In contrast to our previous report,7 we
found a higher risk of hip fracture associated with renal transplantation
compared with dialysis during the first 630 days after transplantation. However,
our previous study may have underestimated the relative risk of hip fracture
because we included all ESRD patients, including less-healthy dialysis patients
who were not eligible for transplantation. Although we adjusted for age and
sources of comorbidities in our previous study, it is likely that we were
unable to fully account for differences in health status between dialysis
patients both eligible and ineligible for transplantation. The current study
included only those patients placed on the waiting list for renal transplantation,
resulting in a cohort of relatively more uniform health status. In addition,
our previous study used data from a smaller number of patients included in
a USRDS special study, resulting in less power to detect differences.

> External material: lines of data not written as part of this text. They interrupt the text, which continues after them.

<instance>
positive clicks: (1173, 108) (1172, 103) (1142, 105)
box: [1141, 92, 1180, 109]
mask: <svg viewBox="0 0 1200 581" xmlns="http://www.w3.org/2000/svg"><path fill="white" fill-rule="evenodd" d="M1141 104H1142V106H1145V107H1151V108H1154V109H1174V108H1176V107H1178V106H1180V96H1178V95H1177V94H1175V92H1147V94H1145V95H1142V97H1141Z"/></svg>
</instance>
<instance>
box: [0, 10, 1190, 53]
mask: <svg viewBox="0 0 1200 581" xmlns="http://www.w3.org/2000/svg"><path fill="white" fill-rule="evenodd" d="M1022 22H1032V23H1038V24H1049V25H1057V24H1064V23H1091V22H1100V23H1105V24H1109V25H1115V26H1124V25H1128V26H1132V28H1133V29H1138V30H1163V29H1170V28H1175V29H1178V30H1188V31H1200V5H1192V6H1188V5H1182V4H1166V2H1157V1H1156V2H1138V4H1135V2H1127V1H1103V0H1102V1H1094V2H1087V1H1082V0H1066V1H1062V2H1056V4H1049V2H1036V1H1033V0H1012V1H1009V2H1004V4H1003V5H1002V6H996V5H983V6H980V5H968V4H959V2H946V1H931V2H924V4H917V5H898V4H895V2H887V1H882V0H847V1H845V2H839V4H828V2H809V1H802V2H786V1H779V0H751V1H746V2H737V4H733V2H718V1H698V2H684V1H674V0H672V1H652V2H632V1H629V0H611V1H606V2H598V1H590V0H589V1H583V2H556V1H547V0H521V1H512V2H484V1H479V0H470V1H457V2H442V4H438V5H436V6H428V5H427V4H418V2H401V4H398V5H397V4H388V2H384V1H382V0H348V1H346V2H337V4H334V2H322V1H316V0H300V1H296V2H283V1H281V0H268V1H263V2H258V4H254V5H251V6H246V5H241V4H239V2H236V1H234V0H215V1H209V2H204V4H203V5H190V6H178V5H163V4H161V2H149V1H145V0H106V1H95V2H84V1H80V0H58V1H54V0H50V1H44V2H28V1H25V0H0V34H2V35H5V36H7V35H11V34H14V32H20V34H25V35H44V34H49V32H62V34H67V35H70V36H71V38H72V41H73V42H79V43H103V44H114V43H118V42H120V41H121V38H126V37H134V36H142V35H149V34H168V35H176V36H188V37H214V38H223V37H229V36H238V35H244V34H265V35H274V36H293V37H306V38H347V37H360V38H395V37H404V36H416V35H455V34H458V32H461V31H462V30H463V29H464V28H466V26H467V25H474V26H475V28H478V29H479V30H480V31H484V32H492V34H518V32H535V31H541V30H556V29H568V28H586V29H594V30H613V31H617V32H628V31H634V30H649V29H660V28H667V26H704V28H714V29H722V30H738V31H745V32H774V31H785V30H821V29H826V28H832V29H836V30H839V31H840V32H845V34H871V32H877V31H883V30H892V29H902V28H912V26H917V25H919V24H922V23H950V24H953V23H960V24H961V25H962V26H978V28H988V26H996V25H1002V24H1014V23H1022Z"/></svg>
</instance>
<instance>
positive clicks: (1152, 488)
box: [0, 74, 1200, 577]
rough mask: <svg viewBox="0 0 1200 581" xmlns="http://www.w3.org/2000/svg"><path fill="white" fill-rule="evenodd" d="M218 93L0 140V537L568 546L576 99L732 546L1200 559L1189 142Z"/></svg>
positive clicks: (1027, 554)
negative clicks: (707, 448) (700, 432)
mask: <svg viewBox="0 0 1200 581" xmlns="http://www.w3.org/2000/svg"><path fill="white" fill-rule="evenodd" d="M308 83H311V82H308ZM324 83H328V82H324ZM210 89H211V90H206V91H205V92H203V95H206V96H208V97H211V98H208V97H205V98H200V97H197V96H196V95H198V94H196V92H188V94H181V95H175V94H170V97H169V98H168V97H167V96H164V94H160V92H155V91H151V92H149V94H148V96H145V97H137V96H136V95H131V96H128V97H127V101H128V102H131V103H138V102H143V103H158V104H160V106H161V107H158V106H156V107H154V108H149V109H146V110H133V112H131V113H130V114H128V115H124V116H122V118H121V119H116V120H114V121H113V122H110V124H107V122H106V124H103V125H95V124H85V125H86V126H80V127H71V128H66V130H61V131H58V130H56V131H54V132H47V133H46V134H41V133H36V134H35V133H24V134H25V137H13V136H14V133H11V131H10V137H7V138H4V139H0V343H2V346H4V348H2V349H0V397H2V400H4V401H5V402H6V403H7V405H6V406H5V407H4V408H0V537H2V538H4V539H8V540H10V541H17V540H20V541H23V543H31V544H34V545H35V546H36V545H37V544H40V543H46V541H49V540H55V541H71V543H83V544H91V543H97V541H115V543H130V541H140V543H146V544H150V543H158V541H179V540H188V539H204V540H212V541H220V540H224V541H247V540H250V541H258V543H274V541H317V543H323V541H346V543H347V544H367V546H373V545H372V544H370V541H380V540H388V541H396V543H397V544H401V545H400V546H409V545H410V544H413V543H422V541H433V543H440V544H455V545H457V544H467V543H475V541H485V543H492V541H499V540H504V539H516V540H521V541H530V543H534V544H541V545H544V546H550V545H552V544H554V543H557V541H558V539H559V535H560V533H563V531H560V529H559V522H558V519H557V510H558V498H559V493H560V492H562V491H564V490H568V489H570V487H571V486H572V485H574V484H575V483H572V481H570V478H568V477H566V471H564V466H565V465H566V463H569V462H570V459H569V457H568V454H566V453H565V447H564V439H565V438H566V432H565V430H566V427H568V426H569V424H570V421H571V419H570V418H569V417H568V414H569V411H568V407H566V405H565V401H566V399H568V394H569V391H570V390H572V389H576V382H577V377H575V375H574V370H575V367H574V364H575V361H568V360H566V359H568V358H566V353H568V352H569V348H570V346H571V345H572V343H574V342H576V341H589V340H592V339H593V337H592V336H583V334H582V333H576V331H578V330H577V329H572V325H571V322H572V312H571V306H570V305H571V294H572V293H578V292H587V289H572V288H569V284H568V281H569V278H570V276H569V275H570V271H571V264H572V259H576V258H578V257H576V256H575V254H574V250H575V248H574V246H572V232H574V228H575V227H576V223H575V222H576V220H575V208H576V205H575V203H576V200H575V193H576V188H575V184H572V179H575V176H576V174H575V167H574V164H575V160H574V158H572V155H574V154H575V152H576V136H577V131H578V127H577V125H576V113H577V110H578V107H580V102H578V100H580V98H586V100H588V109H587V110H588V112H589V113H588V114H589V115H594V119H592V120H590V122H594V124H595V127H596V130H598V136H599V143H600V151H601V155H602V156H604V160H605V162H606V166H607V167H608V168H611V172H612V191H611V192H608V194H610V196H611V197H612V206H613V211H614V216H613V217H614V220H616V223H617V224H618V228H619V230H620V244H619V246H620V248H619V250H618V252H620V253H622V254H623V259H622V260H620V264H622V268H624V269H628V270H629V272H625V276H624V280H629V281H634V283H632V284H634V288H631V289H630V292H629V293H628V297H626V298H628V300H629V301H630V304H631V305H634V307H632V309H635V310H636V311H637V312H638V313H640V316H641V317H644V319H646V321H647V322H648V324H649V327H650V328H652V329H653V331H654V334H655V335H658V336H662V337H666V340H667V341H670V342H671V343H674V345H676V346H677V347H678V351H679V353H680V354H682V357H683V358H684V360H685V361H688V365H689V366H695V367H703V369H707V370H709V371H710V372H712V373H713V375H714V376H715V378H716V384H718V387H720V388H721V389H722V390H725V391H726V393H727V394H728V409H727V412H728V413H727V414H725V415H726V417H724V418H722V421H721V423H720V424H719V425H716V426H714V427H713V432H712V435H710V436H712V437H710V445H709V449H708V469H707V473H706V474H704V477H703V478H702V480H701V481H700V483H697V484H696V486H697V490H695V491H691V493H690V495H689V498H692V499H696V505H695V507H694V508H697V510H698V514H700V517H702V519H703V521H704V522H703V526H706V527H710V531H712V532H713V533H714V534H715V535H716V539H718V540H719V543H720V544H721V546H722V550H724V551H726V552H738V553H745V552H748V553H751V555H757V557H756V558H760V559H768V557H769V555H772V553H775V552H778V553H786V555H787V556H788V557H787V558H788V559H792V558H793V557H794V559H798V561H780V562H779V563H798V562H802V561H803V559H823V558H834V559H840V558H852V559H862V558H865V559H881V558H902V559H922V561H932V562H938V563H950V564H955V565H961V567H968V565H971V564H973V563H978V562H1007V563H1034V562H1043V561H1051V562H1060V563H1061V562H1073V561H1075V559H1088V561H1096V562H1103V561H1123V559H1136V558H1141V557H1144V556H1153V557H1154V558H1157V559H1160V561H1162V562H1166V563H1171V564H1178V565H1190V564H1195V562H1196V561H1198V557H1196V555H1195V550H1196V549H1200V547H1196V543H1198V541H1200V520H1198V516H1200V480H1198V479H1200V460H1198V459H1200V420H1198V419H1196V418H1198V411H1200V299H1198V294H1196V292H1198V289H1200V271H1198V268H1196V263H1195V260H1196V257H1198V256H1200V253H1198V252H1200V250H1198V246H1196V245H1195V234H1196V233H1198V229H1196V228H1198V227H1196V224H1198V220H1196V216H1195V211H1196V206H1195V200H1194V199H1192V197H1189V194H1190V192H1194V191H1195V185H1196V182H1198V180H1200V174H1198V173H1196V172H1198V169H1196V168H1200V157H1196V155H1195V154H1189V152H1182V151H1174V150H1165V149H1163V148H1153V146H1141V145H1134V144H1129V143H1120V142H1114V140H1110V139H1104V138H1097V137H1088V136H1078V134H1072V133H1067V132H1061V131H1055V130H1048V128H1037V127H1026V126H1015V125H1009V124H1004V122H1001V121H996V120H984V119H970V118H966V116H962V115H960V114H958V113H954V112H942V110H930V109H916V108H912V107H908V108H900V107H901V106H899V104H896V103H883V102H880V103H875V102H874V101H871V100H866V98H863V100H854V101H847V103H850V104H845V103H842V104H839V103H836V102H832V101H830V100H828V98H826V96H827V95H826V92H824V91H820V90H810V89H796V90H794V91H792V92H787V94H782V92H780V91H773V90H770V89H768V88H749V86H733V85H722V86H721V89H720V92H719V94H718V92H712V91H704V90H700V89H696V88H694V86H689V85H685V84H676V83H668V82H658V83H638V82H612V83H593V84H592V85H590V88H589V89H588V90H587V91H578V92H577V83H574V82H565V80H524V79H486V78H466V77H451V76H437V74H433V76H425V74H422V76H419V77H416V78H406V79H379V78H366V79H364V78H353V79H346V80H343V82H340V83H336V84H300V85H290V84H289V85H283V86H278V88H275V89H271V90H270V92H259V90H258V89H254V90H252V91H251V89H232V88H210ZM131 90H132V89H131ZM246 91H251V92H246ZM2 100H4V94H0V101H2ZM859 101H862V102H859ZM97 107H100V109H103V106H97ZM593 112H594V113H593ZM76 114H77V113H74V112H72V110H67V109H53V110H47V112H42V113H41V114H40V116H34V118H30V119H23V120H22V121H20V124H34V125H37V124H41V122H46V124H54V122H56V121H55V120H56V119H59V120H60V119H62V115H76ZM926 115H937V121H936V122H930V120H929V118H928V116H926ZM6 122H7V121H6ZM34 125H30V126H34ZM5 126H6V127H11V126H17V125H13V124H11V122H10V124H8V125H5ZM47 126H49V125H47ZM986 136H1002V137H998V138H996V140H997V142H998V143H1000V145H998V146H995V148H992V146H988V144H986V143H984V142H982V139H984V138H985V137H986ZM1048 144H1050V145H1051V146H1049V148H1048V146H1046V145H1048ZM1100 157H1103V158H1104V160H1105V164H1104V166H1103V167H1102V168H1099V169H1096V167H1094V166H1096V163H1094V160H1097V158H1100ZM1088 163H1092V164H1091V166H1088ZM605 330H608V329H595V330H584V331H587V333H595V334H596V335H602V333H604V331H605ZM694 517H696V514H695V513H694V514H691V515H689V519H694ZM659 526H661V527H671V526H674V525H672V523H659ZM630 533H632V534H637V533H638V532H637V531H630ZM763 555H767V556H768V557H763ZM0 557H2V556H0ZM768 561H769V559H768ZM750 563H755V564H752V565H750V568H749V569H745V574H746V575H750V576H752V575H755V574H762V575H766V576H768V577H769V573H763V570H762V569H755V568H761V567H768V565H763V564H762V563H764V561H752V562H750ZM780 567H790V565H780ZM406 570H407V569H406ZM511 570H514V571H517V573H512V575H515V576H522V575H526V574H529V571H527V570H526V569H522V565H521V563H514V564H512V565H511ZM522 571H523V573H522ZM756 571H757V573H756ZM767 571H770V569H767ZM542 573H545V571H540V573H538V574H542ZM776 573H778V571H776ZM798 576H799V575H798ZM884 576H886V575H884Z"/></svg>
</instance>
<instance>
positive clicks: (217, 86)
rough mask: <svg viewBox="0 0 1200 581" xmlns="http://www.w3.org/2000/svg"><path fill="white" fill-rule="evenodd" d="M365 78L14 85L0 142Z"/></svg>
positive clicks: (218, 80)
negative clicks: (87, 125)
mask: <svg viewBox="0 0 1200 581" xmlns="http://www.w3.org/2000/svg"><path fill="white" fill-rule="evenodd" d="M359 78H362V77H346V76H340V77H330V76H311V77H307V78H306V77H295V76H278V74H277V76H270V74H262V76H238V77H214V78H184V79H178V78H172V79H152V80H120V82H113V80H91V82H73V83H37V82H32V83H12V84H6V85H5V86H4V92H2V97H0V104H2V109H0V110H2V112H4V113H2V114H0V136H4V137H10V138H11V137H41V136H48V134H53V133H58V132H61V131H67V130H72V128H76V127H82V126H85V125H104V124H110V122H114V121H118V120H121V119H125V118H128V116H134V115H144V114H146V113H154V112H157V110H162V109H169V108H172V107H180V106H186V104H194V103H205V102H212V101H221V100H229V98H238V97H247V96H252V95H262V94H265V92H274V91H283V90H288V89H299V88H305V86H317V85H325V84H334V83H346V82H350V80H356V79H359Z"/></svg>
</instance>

The particularly high RR of hip fracture that we observed soon after
renal transplantation is likely attributable to rapid bone loss during the
first 6 months after renal transplantation.10- 14 Potential
mechanisms that might explain this rapid bone loss include high doses of steroids
used during induction therapy and initially after transplantation, and postoperative
immobility followed by increased physical activity due to improved health
Our observation that the excess RR of hip fracture associated with renal
transplantation gradually diminishes during the first 1 to 3 years following
transplantation, after which the risk is less than that for persons who continue
with dialysis, is consistent with reports20 demonstrating
increases in bone density with time since renal transplantation. Resolution
of pretransplantation conditions deleterious to bone architecture and decreases
in immunosuppressive therapy are likely explanations for this improvement.

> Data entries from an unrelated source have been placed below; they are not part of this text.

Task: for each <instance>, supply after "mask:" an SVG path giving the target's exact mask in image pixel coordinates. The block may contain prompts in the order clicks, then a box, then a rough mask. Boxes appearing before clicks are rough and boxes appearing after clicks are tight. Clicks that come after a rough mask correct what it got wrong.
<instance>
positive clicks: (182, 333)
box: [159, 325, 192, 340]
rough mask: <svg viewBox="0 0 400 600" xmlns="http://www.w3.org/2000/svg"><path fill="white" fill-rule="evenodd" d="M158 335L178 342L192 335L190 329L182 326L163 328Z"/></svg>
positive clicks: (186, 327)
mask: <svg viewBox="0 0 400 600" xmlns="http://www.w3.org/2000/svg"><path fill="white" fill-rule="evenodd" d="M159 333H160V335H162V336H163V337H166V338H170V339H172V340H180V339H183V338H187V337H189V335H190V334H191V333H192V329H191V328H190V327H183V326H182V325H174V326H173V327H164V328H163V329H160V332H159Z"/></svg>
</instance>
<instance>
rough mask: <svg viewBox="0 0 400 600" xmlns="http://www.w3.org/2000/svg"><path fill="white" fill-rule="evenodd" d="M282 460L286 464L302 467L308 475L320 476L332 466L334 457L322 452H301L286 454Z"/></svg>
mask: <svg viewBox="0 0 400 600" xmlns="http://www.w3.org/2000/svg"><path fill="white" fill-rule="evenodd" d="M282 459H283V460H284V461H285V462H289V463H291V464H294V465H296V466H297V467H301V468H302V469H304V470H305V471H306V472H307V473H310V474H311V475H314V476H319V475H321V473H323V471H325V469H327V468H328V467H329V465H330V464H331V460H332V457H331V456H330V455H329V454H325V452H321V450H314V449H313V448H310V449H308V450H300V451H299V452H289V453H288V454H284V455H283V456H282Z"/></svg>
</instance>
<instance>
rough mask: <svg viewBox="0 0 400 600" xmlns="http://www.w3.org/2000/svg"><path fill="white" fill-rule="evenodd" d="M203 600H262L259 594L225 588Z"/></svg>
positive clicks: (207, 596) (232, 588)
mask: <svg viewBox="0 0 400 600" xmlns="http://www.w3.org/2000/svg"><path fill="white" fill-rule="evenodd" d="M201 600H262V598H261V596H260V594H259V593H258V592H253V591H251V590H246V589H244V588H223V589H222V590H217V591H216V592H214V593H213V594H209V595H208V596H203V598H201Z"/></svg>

In addition, a variety of factors specific to dialysis could increase the
incidence of hip fracture among those patients with longer exposure to dialysis,
including low bone mineral density due to poor nutritional status, debilitation,
hypogonadism, multiple comorbidities, chronic acidosis, inactivity, heparin
use, pretransplantation use of steroids, aluminum intoxication, hyperparathyroidism,
and abnormal calcium metabolism.3,11,21- 25 This
hypothesis is supported by our data, which suggest that a longer time undergoing
dialysis before renal transplantation is associated with a greater risk of
hip fracture after transplantation. Therefore, the diminishing RR of hip fracture
over time associated with renal transplantation likely results from a combination
of decreasing risks in transplant patients and increasing risks in dialysis
This study has limitations. If patients were not hospitalized for their
fractures, we would have underestimated the incidence of hip fracture. However,
prior studies have shown that most hip fractures require hospitalization for
treatment.26 Also, given the observational
nature of the data, it is possible that there were unmeasured characteristics
associated with receipt of a particular type of treatment modality that may
have also been relevant to the risk of hip fracture. We tried to minimize
bias from this source by identifying only patients eligible for transplantation
and by adjusting for factors that were associated both with type of treatment
modality and the incidence of hip fracture.
The data suggest that, in the short term, recipients of kidney transplants
are at greater risk of hip fracture compared with those with renal failure
who continue with dialysis. However, after 1 to 3 years, the risk among transplant
recipients appears to be lower. Additionally, we found that among transplant
recipients, the longer the time undergoing dialysis before transplantation,
the greater the risk of hip fracture after transplantation.